Endlich: Mexiko verbietet Delfinshows im ganzen Land
Ein neues Gesetz untersagt jegliche Unterhaltungsshows mit Meeressäugern
Schwerer Schlag für die Delfinarienindustrie rund um Cancun und ein hoffnungsvolles Signal für alle in Gefangenschaft lebende Delfine: Eine jüngst beschlossene Änderung des mexikanischen Tierschutzgesetzes bestimmt, dass „Delfine nicht mehr Gegenstand von Vorführungen und Delfinshows sein dürfen“. Der jahrelange Protest gegen die zum Teil erbärmlichen Bedingungen in Hotelpools, die auch wir angeprangert haben, scheint jetzt Früchte zu tragen.
Sowohl Delfinshows als auch die Zucht werden verboten
Die mexikanische Region Quintana Roo, in der auch der Tourismus-Hotspot Cancun liegt, hält einen traurigen Rekord: Derzeit leben dort 250 Delfine in Delfinarien. Das sind ca. zehn Prozent aller Delfine, die weltweit gefangen gehalten werden. Eine jüngst beschlossene Änderung im mexikanischen Tierschutzgesetz wird dafür sorgen, dass die Meeressäuger künftig nicht mehr vor Publikum durch Ringe springen oder Touristen beim „Schwimmen mit Delfinen“ durchs Wasser ziehen müssen. Konkret heißt es im Gesetzestext: „Die Verwendung von Meeressäugern bei festen oder wandernden Ausstellungen ist verboten, ebenso wie alle Aktivitäten, die nicht der wissenschaftlichen Forschung zu ihrer Erhaltung dienen.”
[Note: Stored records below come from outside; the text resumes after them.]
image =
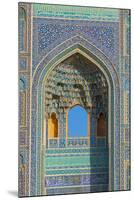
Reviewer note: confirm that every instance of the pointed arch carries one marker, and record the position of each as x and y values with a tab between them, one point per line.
46	65
77	122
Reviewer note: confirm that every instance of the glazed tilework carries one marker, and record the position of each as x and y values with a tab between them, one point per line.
71	55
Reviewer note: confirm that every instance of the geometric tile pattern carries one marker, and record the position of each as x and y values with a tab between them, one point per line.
85	50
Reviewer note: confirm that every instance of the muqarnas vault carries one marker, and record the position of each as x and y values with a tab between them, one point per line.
74	99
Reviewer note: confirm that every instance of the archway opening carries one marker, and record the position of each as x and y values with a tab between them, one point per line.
77	91
77	122
101	125
52	126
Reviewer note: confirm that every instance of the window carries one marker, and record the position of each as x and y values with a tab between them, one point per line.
101	125
52	126
77	122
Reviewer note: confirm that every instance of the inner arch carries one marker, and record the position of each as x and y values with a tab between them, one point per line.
77	122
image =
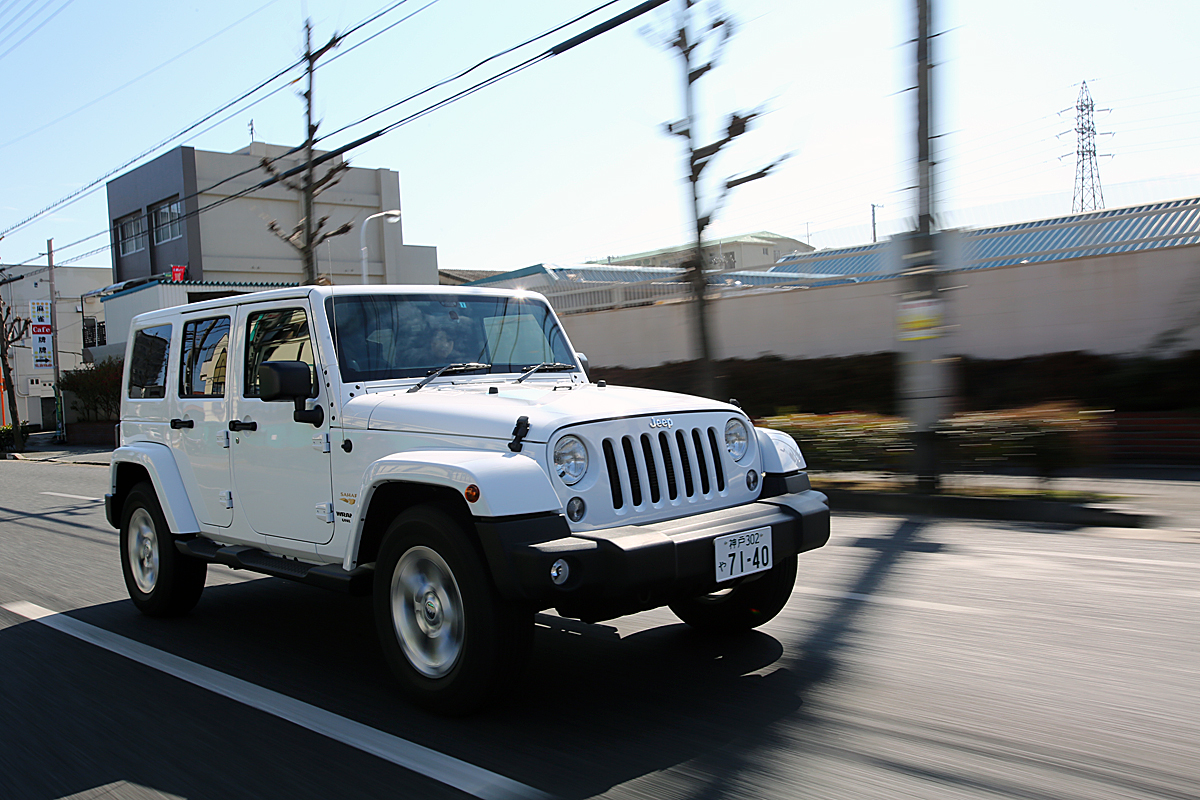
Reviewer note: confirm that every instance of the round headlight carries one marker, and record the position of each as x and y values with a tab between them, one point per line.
737	438
570	459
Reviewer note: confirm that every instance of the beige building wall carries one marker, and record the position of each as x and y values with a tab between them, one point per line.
70	284
237	245
749	252
1134	302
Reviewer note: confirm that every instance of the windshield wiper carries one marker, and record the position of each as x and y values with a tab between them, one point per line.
451	367
547	366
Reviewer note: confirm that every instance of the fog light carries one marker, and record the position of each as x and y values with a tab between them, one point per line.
576	509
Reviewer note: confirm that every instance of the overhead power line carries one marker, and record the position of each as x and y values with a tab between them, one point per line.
40	25
144	74
145	152
648	5
467	71
95	184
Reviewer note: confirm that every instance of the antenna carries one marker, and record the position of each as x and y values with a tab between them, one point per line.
1089	194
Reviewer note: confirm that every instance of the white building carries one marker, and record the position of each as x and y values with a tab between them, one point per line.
754	251
183	217
79	322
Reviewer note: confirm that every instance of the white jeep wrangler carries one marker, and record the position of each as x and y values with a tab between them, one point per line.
443	450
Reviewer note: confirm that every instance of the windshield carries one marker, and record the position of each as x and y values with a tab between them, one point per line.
382	337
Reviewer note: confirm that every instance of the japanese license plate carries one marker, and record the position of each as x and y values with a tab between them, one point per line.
745	553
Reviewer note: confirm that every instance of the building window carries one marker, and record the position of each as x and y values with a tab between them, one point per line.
204	356
167	221
131	233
Darüber hinaus wurde beschlossen, dass die intensive Zucht von Delfinen untersagt wird. Delfinarien-Besitzer haben jetzt 90 Tage Zeit, den Behörden sowohl die Anzahl ihrer in Gefangenschaft lebenden Meeressäuger als auch einen geänderten Businessplan mitzuteilen. Bei Nichtbeachtung werden hohe Strafen fällig. (Hinweis: Derzeit ist noch nicht bekannt, wie die Delfinarien-Betreiber auf die neue Gesetzgebung reagieren und was mit den zahlreichen Delfinen passiert. Sobald uns Informationen vorliegen, werden wir diese kommunizieren.)
Delfinshows: Selbst Mindestanforderungen wurden in mexikanischen Delfin-Becken nicht erfüllt
In der Vergangenheit gab es regelmäßig starke Proteste gegen die Gefangenhaltung der Delfine in der Region Quintana Roo, da in den Hotelanlagen oftmals noch nicht einmal Mindestanforderungen für das Wohlbefinden der Tiere gewährleistet werden konnten. (Lesetipp: Nach Druck der GRD auf Tourismusveranstalter: Delfinarium im Hotelpool in Mexiko schließt endlich!)
Dass für Delfine & Co. jetzt neue, verbesserte Richtlinien gelten, ist auch als folgerichtiger Schritt zu verstehen, nachdem 2017 bereits Delfinshows aus der Hauptstadt Mexico City verbannt wurden.